Neither the defect classification systems nor intraoperative defect description correlated with a mechanical failure of the reconstruction. In addition, general patients or specific intraoperative data showed no significant influence on survival of the reconstruction. Both findings were similar to those of Sembrano et al., .
Fig. (4). Compared to standard views (Fig. 2) additional information with respect to the bony defect situation can be obtained with further radiological diagnostics. In this case, simple oblique iliac radiograph shows a highly deficient posterior wall, massive sclerosis of the host bone and defects at the bottom due to loosening and dislocation of screws.
Even with use of more porous metal implants or augments instead of bone grafts with a proven high osteoinductivity, integration of these implants into thinned and sclerotic bone may be also limited although encouraging short to mid-term results in some studies has been already reported [16, 31-36]. Fragility of this material may cause wear debris and the high surface may be related with higher infection rates in the long run.
In general, biological reconstruction by use of autologous grafts for defect augmentation is favourable to allograft bone but host bone is limited. The rate of ingrowths of morselized allograft is higher compared to massive allografts but the latter are often necessary to get primary stability in non-contained defects [37-40]. One of the golden standards of acetabular revision in case of non-contained bone defects is the use of allogenous bone graft and specific revision devices like roof reinforcement rings or antiprotrusio cages [3, 4, 9, 17, 18, 25, 41]. Limited survival of these reconstructions also is related to none integration of allograft into host bone. Bone ingrowth can be enhanced by osteoinduction. The use of stem cells in combination with allograft bone may improve incorporation and therefore survival of the implant . In-vitro and animal studies with biogenetic agents like osteogenetic proteins or bone morphogenetic protein have shown advanced integration but clinical data is missing .
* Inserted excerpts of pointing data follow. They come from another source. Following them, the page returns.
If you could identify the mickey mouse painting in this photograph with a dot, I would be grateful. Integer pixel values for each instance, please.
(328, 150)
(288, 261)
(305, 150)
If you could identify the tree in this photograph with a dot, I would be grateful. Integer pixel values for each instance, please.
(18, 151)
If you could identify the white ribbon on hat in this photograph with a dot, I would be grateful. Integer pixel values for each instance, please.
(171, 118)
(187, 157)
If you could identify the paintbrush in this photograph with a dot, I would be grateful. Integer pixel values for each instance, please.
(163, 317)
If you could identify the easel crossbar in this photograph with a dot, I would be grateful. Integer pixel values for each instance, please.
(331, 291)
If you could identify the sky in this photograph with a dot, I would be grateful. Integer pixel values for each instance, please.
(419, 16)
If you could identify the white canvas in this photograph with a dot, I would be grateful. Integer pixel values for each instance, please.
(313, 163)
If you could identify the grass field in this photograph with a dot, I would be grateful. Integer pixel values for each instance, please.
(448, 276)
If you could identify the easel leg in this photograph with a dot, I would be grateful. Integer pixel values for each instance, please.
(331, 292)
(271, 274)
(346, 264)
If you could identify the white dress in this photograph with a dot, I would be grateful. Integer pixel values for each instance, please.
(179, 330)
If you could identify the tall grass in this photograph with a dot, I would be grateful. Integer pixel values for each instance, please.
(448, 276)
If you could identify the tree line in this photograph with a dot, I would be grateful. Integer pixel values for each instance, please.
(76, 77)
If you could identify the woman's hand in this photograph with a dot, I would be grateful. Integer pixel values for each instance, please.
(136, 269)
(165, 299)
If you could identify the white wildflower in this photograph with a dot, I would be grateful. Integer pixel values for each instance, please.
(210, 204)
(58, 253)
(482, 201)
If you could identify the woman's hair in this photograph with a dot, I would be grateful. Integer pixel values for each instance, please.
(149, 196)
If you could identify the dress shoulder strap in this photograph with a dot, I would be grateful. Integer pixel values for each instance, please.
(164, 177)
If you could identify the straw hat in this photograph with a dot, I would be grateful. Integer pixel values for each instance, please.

Patients presenting with repeated implant failure in THA are demanding not only with respect to the rising number. Although this study has some limitations, it is the first investigation dealing with a consecutive series of patients undergoing acetabular revision for at least the second time within a mid- to long-term follow-up period.
Functional outcome in this series is poor. Survival of acetabular reconstruction with contemporary techniques and implants is very limited and decreasing with the number of previous revisions. There was a significantly lower survival of acetabular reconstruction in patients with two or more former revisions compared to patients with only one previous acetabular replacement procedure.
Although very promising short term data with more porous metal devices exist, future examination and long term follow-up studies in a large number of patients may give definitive answer whether these implant generation will give better results especially in these most challenging patients.